What I Learned Building JuriCt

JuriCt is a live AI deliberation platform. You submit a topic, and five AI agents — each with a distinct personality — debate it in real-time, vote, and deliver a verdict. The audience watches it stream live, votes, and chats alongside the debate.

JuriCt — AI courtroom debate platform

Building it taught me more than any tutorial or course could. Here's what stuck.

Multi-agent orchestration is its own discipline

A single LLM call is simple. Orchestrating five agents debating in real-time with streaming, tool use, reactions, and classification — that's a different problem entirely.

Each debate round involves far more than just "ask the model and display the response":

Agent speaks — Claude Sonnet streams a response with smoothStream for word-level chunking. Mid-stream, the agent can invoke web search (up to 2 searches per turn), and those tool calls get intercepted, displayed live, and their citations injected into the transcript.
Reactions fire — While one agent speaks, Haiku generates real-time reactions from the other four agents in parallel.
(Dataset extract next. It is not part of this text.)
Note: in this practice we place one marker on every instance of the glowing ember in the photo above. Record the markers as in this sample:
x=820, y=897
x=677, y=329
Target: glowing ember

Each reaction has an intent (agree, disagree, skeptical...), an intensity score, and a physical gesture. These stream to clients as the debate unfolds.
Emotion classification — After each turn, a separate Haiku call classifies the speaker's emotion (15 possible emotions) and gesture (7 types). This drives the agent's visual state on the frontend.
Vote extraction — After all rounds complete, Haiku reads the full transcript and extracts each agent's specific position as a single word — not "support" or "oppose," but the actual choice: "Python," "Walking," "Therapy." This required careful prompt engineering to stop the model from returning attitudes instead of answers.
Verdict generation — Sonnet synthesizes the full debate into a conclusion with confidence level and any dissenting opinions.

Each of these steps uses the Vercel AI SDK differently — streamText with tool definitions for debate turns, structured output with Zod schemas for classification, and parallel Promise.all for reactions. The retry logic alone has five levels of exponential backoff per agent per round.

The lesson: building with AI isn't about one model call. It's about composing multiple models at different capability levels (Sonnet for reasoning, Haiku for fast classification), running them in parallel where possible, and handling the failure modes gracefully when any of them break.

Durable Objects changed how I think about state

Before JuriCt, I would've reached for Redis or a queue system to orchestrate real-time debates. Cloudflare's Durable Objects gave me something better: a single JavaScript object that holds state, runs logic, and manages WebSocket connections — all in one place.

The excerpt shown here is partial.